The dataset is authored under src/ with this logical structure:

src/
  <make_slug>/
    <model_slug>/
      base.json
      <year>/
        <vehicle_slug>.json
        <vehicle_slug>_<variant_slug>.json
        <vehicle_slug>_<variant_slug>.json
        ...

Example

src/
  bmw/
    ix1/
      base.json
      2024/
        ix1.json
        ix1_350_autonomy.json
      2025/
        ...

1.3. Build/Compilation Model (Canonicalization)

The build process produces canonical vehicle records by applying a merge pipeline:

Merge Precedence (lowest → highest)

  1. src/<make>/<model>/base.json (model-level defaults)
  2. src/<make>/<model>/<year>/<vehicle_slug>.json (year base vehicle)
  3. src/<make>/<model>/<year>/<vehicle_slug>_<variant_slug>.json (variant override, optional)

Output cardinality

  • Each <vehicle_slug>.json produces one canonical vehicle (the year base).
  • Each matching <vehicle_slug>_<variant_slug>.json produces one additional canonical vehicle.

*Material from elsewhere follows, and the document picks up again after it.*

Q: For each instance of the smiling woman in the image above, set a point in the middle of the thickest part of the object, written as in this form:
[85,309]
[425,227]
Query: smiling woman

1.4. Merge Rules (Deterministic)

To guarantee predictable compilation:

  • Objects: deep-merged by key.
  • Scalars (string/number/bool): overridden by the higher-precedence layer.
  • Arrays: replaced entirely by the higher-precedence layer (no implicit concatenation).
  • Nulls: not allowed as a "delete" mechanism. If a value must be removed, the schema must represent that state explicitly.
  • Unknown keys: forbidden (schema validation fails).

1.5. Naming and Slugs

Folder slugs (<make_slug>, <model_slug>) and file slugs (<vehicle_slug>, <variant_slug>) must:

  • be lowercase ASCII
  • use a-z, 0-9, and underscore _ only
  • not start or end with _
  • be stable over time (renames are breaking changes)

A variant file name must match its internal variant.slug.


2. Canonical Vehicle Record Contract

This section defines the contract for fully-expanded JSON vehicle records produced by compilation.

For complete documentation of all fields, data types, and validation rules, see SCHEMA.md.

2.1. Global Rules

Key style * JSON keys are snake_case. * All semantic identifiers (make/model/trim/variant) use slugs in addition to human-readable names.

Units All measures must be stored in SI or explicitly specified units. See SCHEMA.md for the complete units convention.

Numbers * Store numeric values as JSON numbers (not strings). * Use . as decimal separator.

Sources * Every canonical record must include at least one verifiable source reference in sources. * If a variant changes a spec, the variant must provide a source covering that change. * If values depend on conditions (temperature, wheel size, market), sources must reflect those conditions.

2.2. Identifier Policy (Canonical)

Each canonical vehicle record must have a stable identifier:

  • unique_code: an optional internal unique code or database key.
  • Recommended format for external usage (normative for canonical output):

  • Base vehicle: oed:<make_slug>:<model_slug>:<year>:<trim_slug>

  • Variant vehicle: oed:<make_slug>:<model_slug>:<year>:<trim_slug>:<variant_slug>

Where:

  • trim_slug is a stable slug for the trim/grade.
  • variant_slug is a stable slug for the variant.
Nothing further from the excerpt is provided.